This book is disturbing.
All of us know that our privacy has eroded in the internet era. All of us know that self-driving cars are the wave of the future. All of us at one time or another have been entangled in a phone conversation with an automated answering system that serves as sentry to the world of people.
But all of us do not know the extent to which the big tech companies have reshaped reality in their desired image. In this book, Franklin Foer offers the specifics through which Google, Amazon, Facebook, and (though discussed least) Apple — the Europeans call them GAFA — have gained their monopoly standing. The result is a net loss not only of privacy, but of free access to diverse sources of information, self-formation, competitive footing for business, and — it is not alarmist to say it — humanity.

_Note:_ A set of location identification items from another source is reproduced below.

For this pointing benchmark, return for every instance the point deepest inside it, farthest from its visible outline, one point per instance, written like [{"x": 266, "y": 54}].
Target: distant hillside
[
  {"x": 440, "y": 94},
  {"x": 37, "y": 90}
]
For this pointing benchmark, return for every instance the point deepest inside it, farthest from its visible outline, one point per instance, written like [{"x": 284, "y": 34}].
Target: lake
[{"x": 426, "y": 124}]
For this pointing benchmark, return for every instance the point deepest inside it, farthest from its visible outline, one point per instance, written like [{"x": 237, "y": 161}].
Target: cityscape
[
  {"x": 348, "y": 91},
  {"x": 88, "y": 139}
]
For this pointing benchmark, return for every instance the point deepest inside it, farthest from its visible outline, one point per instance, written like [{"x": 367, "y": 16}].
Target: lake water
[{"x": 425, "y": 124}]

The book is an eye-opener because of its specific details. I wonder how many of us are aware of the ambitions of Google, for example. Though we may think of the company primarily as a search engine that makes the sprawling internet navigable, at its roots is the dream of AI as the next stage of human evolution. Google longs to free humanity from these pesky bodies with their reflexes, physical appetites and vulnerabilities, their networks of association and memory and bias — all these features that keep us from the perfectly consistent rationality of the machine. In the words of Sergey Brin, “Certainly if you had all the world’s information directly attached to your brain, or an artificial brain that was smarter than your brain, you’d be better off… Perhaps in the future, we can attach a little version of Google that you just plug into your brain.” It is impossible to find a view of humanity more antithetical to my worldview a a Christian. Gone is the concept of wisdom or inspiration, gone the individuality and diversity of humanity. Intelligence has been reduced to the yawningly monotonous concept of data. Maybe we’ve seen the car commercial in which a young woman says, “I can park this car with my brain,” lifts her hands from the wheel, and allows the car to parallel park itself. How ironic. Her brain is the last thing involved. It has been replaced.

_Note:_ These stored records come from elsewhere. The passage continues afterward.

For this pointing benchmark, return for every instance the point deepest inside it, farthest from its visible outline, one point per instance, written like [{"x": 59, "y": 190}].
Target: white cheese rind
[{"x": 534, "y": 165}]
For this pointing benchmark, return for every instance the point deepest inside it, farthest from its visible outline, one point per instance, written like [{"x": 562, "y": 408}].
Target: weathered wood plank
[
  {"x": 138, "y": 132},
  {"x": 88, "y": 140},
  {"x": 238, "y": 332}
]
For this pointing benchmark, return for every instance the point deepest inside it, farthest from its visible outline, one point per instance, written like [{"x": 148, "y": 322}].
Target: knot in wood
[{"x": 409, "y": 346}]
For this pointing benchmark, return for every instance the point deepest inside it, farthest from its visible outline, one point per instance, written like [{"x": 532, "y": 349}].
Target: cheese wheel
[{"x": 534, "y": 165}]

Then there is Amazon. Who doesn’t love the convenience, vast selection, free shipping, and low prices of Amazon? This book introduces a bitter taint to the online everything store. Foer’s exposition of Amazon’s business practices and its use of algorithms to manipulate users (or producers of the products they sell) turns the stomach. Can you imagine being able to strip the buy buttons from works by a publisher who is not giving you your way with its wares? Can you imagine “disappearing” said publisher from the eyes of Amazon’s users by altering the site’s algorithms to make some books invisible, and recommend competitors’ books instead? In World Without Mind, we read about the effect such power has on critics’ willingness to speak freely, as well as on consumer choice. What we learn only reinforces the sense that Bezos’s ownership of a major newspaper, The Washington Post, is simply an extension of Amazon’s monopoly in the world of ideas.
I’ve never been a fan of Facebook, now under fire for the free flow of “fake news” allowed in the 2016 election. I wasn’t aware that “most Americans” get their news from Facebook, through which the regular mining of personal information yields sufficient data to permit Facebook’s algorithms to select the news that aligns most nicely with your preferences, age, beliefs, political persuasions, institutions and friendships. Facebook can make you visible or invisible as easily as as the changing of an algorithm. Recent news of Mark Zuckerberg’s possible political ambitions should force the issue of data collection and manipulative power.

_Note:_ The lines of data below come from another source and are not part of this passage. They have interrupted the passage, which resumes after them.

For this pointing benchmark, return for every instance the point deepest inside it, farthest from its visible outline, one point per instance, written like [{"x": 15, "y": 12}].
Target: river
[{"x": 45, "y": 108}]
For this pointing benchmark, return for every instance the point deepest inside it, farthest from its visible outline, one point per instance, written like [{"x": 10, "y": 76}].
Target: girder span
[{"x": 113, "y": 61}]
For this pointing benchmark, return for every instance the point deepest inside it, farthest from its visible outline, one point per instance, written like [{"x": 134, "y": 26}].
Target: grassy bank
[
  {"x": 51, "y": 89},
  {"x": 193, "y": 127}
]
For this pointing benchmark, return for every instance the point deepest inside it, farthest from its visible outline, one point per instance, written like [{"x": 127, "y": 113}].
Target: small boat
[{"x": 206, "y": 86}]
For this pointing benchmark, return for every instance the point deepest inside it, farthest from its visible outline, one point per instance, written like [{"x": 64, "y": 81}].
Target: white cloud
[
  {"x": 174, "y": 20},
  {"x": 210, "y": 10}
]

But will it? Foer discusses the sea change that has occurred in our perception of monopoly. A monopoly used to be seen as a negative thing, and federal regulations would carefully guard diverse choices for citizens. How could we have a free society without free access to many news sources, for example? How can our consumer choices mean anything unless we have a variety of real options to choose from? Somehow the tech industry has changed all that. Their increasing control over the range of ideas and products goes unchallenged, and the strength and extent of their political lobby is unrivaled in Washington. I remember reading with incredulity in Steve Jobs about the tech companies meeting with President Obama to discuss education policy. Foer only increases our unease by providing more evidence of the influence big business has on a corrupt Washington.
It’s a deeply depressing book, yet I recommend it. While I do not subscribe to the technophile’s view of intelligence as mere access to information, there is a range of specific information in this book that everyone should have in order to make informed choices. Even though it may be impossible to erase the footprint of big tech from our lives, we can make smarter choices about setting boundaries if we know more about these companies and their values. If we want to preserve agency as human beings in a free society, we have to take the time to inform ourselves about the worldviews, aims and business practices of these companies that wield such an incredible influence. Surely it is clear by now that political action is not the avenue to any real solutions to the problems we face today. Instead, freedom has to be enacted through informed personal choices about how we live. World Without Mind is required reading because it startles us out of passivity by showing us the personal, daily ways these companies restrict our lives to their own dreary, data-driven, self-interested scope.